Eimsbüttel

Fisch-Legende Schlüter schließt nach mehr als 80 Jahren

| Lesedauer: 4 Minuten
Juliane Kmieciak

Wenn Jürgen-Ulrich Schlüter in wenigen Monaten in Rente geht, muss das Traditionsgeschäft schließen. Für viele Hamburger ist er der beste Fischladen der Stadt.

Hamburg. „Berichten Sie doch lieber über was Schönes“, sagt Jürgen-Ulrich Schlüter. Und meint es auch so. Warum denn ausgerechnet über die Schließung seines Fischgeschäftes am Stellinger Weg? Ganz einfach: Weil es eine echte Institution ist. Im Viertel und in ganz Hamburg. Wenn Schlüter im Juli in Rente geht, schließt das Fachgeschäft nach mehr als 80 Jahren seine Türen. Einen Nachfolger hat er nicht gefunden.

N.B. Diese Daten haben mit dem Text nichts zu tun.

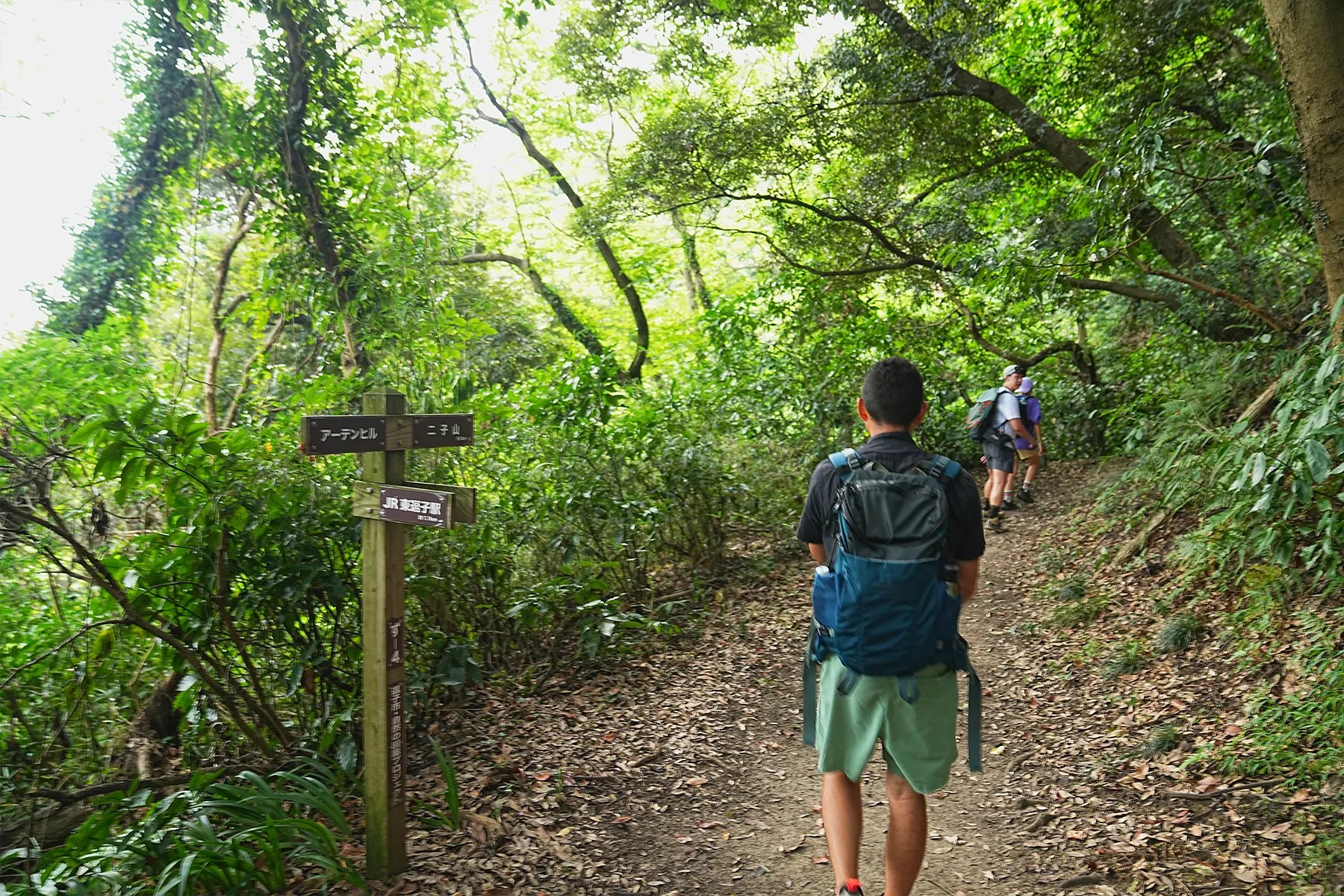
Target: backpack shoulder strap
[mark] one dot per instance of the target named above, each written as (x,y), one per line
(942,469)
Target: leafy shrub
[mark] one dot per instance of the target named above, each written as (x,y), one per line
(1053,559)
(252,836)
(1075,613)
(1177,633)
(1162,739)
(1071,588)
(1128,660)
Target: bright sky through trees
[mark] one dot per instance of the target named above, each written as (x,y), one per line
(60,100)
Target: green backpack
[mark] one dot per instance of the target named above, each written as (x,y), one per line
(980,418)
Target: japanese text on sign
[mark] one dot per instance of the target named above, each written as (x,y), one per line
(418,507)
(443,430)
(396,642)
(344,435)
(396,743)
(413,505)
(362,435)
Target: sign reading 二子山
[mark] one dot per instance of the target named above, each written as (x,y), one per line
(388,504)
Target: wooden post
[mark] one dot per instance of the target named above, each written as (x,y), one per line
(385,669)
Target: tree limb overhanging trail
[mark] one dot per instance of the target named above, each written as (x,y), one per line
(623,281)
(1147,220)
(569,320)
(1144,217)
(300,176)
(220,314)
(1275,321)
(1121,289)
(1023,361)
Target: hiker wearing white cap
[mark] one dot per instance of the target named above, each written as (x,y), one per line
(1027,453)
(1001,453)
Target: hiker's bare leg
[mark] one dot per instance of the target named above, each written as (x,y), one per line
(906,836)
(841,813)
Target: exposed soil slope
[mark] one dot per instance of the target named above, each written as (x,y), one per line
(685,773)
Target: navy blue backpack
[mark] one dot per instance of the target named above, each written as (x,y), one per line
(883,605)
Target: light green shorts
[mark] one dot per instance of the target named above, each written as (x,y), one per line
(918,741)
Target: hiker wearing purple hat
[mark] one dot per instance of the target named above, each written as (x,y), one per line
(1027,453)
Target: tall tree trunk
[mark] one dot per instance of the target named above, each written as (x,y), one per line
(308,191)
(697,293)
(1310,40)
(220,314)
(116,247)
(623,281)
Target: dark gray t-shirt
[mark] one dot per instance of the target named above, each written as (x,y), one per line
(897,452)
(1007,408)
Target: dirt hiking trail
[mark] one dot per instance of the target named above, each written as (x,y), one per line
(685,773)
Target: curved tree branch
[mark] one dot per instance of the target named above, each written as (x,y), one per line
(1245,304)
(569,320)
(974,169)
(1145,218)
(1121,289)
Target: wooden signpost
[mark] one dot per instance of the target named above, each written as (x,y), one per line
(388,504)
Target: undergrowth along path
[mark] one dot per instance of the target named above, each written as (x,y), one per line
(685,773)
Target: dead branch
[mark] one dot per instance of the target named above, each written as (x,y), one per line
(1261,402)
(623,281)
(1222,791)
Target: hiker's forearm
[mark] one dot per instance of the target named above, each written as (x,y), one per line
(968,576)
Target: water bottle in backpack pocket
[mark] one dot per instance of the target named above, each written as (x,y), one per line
(826,598)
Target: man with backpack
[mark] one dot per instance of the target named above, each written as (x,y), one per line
(1027,453)
(900,539)
(994,421)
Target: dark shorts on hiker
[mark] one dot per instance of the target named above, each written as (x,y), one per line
(999,455)
(918,739)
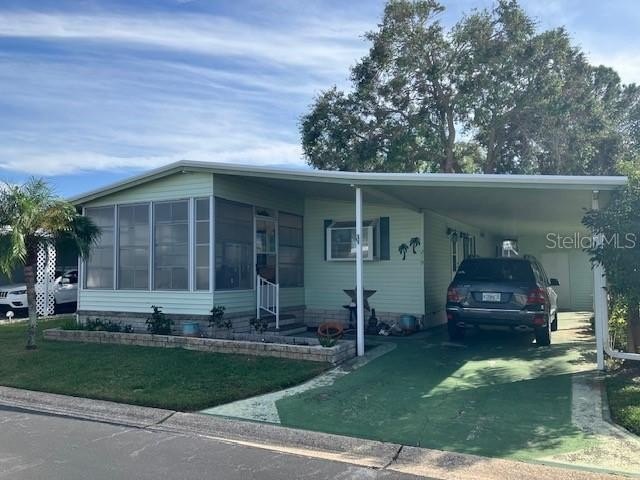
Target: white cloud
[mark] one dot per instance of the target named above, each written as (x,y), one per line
(117,97)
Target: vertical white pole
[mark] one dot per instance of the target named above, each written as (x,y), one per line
(359,288)
(599,296)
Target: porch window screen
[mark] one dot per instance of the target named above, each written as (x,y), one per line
(234,245)
(133,247)
(171,245)
(202,243)
(99,264)
(290,250)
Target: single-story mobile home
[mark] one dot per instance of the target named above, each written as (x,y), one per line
(194,234)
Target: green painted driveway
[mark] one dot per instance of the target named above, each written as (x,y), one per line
(497,395)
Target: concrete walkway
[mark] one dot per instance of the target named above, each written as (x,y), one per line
(164,425)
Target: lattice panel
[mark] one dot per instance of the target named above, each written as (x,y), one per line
(45,276)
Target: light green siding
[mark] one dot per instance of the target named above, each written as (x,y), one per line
(399,284)
(438,267)
(180,185)
(184,186)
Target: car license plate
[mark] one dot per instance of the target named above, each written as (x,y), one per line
(490,297)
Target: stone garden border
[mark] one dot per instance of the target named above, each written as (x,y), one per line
(296,348)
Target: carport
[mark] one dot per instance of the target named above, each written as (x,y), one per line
(499,207)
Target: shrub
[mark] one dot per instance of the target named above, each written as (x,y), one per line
(158,323)
(96,325)
(327,342)
(71,324)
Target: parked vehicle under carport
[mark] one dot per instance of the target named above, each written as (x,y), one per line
(510,292)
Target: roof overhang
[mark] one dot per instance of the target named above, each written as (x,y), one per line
(509,205)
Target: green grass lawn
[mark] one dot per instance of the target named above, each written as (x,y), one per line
(499,395)
(167,378)
(623,390)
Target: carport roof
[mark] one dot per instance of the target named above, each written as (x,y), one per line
(509,205)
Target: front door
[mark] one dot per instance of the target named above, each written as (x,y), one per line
(266,252)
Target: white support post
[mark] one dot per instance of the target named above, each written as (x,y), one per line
(258,300)
(600,306)
(277,290)
(359,287)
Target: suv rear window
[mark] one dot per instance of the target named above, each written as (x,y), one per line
(495,270)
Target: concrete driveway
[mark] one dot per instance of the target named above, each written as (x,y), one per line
(496,394)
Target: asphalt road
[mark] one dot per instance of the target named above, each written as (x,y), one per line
(40,446)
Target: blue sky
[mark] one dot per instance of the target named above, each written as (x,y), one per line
(93,91)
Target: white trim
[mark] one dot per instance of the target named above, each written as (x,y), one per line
(364,178)
(151,243)
(116,243)
(192,237)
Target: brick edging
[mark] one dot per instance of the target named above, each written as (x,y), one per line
(340,352)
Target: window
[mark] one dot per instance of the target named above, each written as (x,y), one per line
(99,264)
(290,250)
(171,245)
(454,251)
(202,244)
(234,245)
(495,270)
(133,247)
(341,241)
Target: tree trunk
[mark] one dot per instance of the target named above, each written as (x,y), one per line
(490,162)
(450,166)
(633,332)
(30,281)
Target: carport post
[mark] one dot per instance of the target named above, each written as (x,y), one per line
(600,307)
(359,288)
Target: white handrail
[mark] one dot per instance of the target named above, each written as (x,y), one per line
(268,298)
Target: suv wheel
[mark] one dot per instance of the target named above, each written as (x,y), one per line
(455,332)
(543,336)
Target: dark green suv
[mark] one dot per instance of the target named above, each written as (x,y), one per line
(510,292)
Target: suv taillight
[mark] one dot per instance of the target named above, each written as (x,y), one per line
(537,296)
(453,295)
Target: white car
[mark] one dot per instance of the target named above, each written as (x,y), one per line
(65,291)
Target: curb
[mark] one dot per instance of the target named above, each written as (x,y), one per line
(83,408)
(368,453)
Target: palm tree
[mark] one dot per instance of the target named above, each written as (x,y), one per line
(32,217)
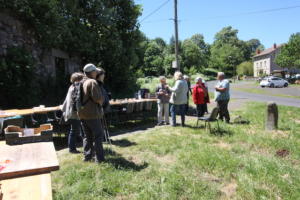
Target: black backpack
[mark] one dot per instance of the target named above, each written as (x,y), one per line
(77,97)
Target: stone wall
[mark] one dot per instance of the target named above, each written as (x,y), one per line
(14,33)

Es gibt nicht wenige in Hamburg, die meinen, dass es bei Schlüter den besten Fisch der Stadt gibt. Eine Fachhandlung der alten Schule, ohne Schnickschnack, dafür mit viel Wissen über Fisch und guter Beratung. Jürgen-Ulrich Schlüter ist seit 45 Jahren dabei. “Direkt von der Handelsschule ins Geschäft.“ Etwas anderes habe er nie machen wollen. Die Frage hat sich ohnehin nie gestellt. Schlüter ist in der Fischhandlung aufgewachsen, die 1933 von seiner Tante Käthe gegründet wurde.

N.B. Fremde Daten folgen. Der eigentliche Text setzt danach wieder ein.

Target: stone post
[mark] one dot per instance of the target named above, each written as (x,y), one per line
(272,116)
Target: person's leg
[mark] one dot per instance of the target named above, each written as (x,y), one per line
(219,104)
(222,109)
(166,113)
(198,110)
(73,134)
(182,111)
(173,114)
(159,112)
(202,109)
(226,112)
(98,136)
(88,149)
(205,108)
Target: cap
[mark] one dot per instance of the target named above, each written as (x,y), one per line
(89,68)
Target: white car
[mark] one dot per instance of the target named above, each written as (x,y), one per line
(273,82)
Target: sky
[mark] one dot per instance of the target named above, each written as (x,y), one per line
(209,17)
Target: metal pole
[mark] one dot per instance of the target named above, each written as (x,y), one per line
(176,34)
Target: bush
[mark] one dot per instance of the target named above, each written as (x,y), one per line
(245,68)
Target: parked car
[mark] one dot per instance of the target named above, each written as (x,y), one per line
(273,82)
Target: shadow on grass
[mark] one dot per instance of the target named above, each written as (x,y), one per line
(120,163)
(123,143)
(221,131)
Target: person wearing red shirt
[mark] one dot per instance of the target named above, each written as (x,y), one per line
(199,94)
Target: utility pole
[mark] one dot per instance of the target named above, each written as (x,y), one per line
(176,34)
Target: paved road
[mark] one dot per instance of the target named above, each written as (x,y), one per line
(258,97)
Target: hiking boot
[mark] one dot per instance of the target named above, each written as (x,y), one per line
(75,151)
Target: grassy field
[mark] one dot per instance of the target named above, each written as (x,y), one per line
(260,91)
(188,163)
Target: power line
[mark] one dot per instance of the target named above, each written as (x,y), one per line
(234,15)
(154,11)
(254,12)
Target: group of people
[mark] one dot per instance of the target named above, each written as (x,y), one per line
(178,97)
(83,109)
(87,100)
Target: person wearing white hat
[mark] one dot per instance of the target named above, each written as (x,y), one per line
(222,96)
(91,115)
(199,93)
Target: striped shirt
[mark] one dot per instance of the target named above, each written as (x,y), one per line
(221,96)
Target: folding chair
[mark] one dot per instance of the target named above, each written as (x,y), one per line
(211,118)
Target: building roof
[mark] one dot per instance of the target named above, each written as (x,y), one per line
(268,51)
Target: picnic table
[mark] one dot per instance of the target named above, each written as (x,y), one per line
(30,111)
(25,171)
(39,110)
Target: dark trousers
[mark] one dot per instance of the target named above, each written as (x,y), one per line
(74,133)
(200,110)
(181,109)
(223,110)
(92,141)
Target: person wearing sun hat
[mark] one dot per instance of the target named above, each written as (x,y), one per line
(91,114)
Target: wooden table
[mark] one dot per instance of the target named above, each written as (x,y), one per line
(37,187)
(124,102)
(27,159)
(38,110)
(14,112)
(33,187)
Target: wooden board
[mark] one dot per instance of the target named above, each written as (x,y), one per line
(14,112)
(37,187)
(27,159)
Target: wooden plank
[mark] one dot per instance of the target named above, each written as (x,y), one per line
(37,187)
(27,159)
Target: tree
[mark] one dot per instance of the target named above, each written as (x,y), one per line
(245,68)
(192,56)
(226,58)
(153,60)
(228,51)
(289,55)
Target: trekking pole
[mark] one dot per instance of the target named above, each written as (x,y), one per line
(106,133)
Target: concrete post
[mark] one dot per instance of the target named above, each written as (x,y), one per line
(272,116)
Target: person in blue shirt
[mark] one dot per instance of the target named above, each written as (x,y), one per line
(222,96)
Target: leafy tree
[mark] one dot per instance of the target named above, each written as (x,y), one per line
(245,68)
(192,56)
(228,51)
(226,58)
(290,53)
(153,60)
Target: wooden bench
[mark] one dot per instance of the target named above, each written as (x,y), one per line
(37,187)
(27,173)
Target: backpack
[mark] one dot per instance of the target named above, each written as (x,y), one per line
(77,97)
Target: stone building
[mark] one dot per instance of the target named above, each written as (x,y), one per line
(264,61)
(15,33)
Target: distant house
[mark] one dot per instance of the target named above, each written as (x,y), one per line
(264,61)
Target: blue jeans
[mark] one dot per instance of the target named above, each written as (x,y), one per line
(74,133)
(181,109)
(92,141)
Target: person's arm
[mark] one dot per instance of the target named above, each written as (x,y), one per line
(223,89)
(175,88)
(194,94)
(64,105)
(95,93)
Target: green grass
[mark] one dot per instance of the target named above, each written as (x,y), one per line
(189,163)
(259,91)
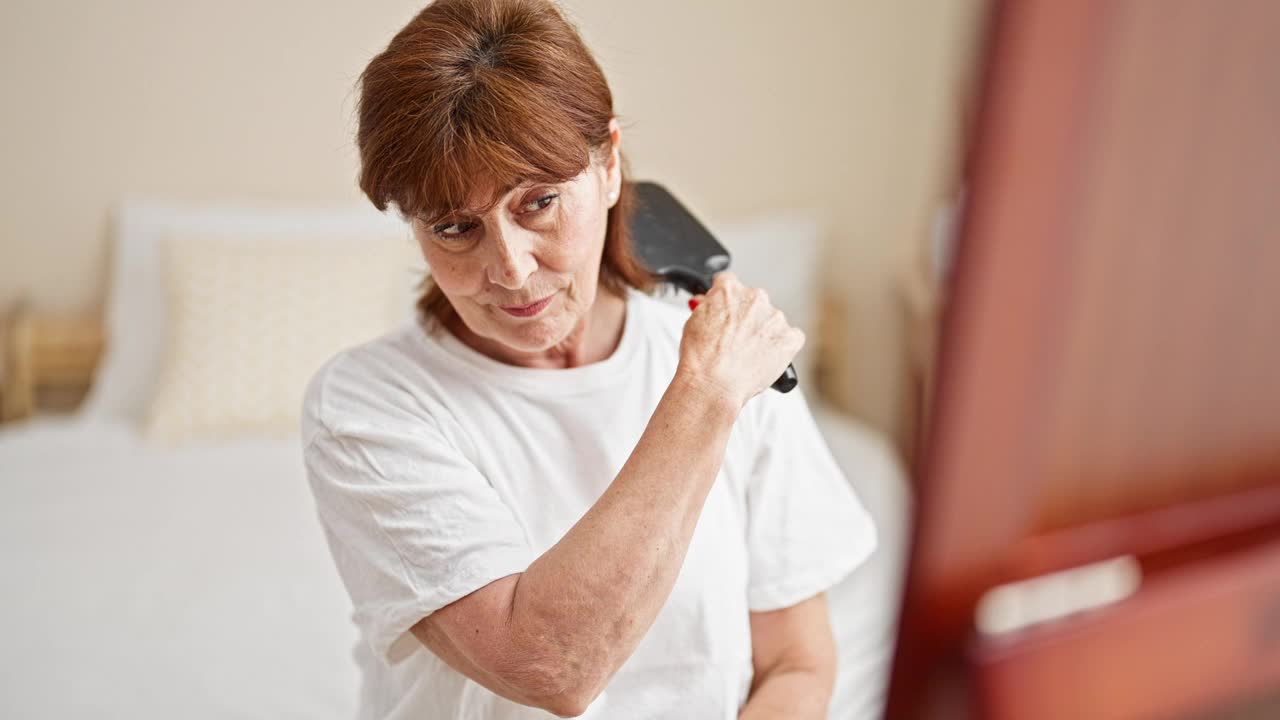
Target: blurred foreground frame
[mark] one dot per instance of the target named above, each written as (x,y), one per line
(1107,381)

Schon als Junge hat er nach der Schule mitgeholfen und bessere Zeiten mitbekommen als die vergangenen Jahre. „Früher war der Fisch günstiger, die Arbeiter im Stadtteil haben damals für die ganze Familie eingekauft“, erinnert er sich. Das ist lange her. „Heute kommt der Fisch längst nicht mehr von den Finkenwerder Fischern, sondern aus Dänemark. Das schlägt sich auch im Preis nieder“, sagt er. Weitere Probleme: „Im Viertel wohnen heute sehr viele Singles, die zwar Fisch einkaufen, aber oftmals eben nur noch ein Stück Lachs.“

So wie Fischhandel Schlüter ist es vielen ergangen. Laut dem Bremer Peter Koch-Bodes, Vorsitzender des Fischfachhandels, ist die Zahl der stationären Fischgeschäfte deutlich zurückgegangen - obwohl die Nachfrage nach Fisch nach wie vor hoch ist. „In Bremen zum Beispiel gab es nach dem Krieg 153 Geschäfte. Heute sind es noch maximal 25. In Hamburg dürfte die Entwicklung sehr ähnlich sein.“ Seiner Meinung nach gibt es dafür zwei Hauptgründe: Das Nachfolge- und das Kostenproblem. „Heutzutage findet sich kaum noch jemand, der Lust hat, so früh aufzustehen und so viel zu arbeiten“, so Koch-Bodes. „Dazu die Konkurrenz der neuen Frischeabteilungen im Supermarkt und Kostenerhöhungen durch neue Verordnungen und EU-Normen.“

60-Stunden-Woche und wenig Verdienst

Alles Punkte, die Schlüter genau so erzählen könnte. Und noch viele mehr. Aber der 64-Jährige mag jetzt nicht alles schlecht reden. „Ich hätte das Geschäft auch noch weitergeführt, wenn ich ein paar Jahre jünger wäre“, sagt er. Aber irgendwann ist eben auch mal gut.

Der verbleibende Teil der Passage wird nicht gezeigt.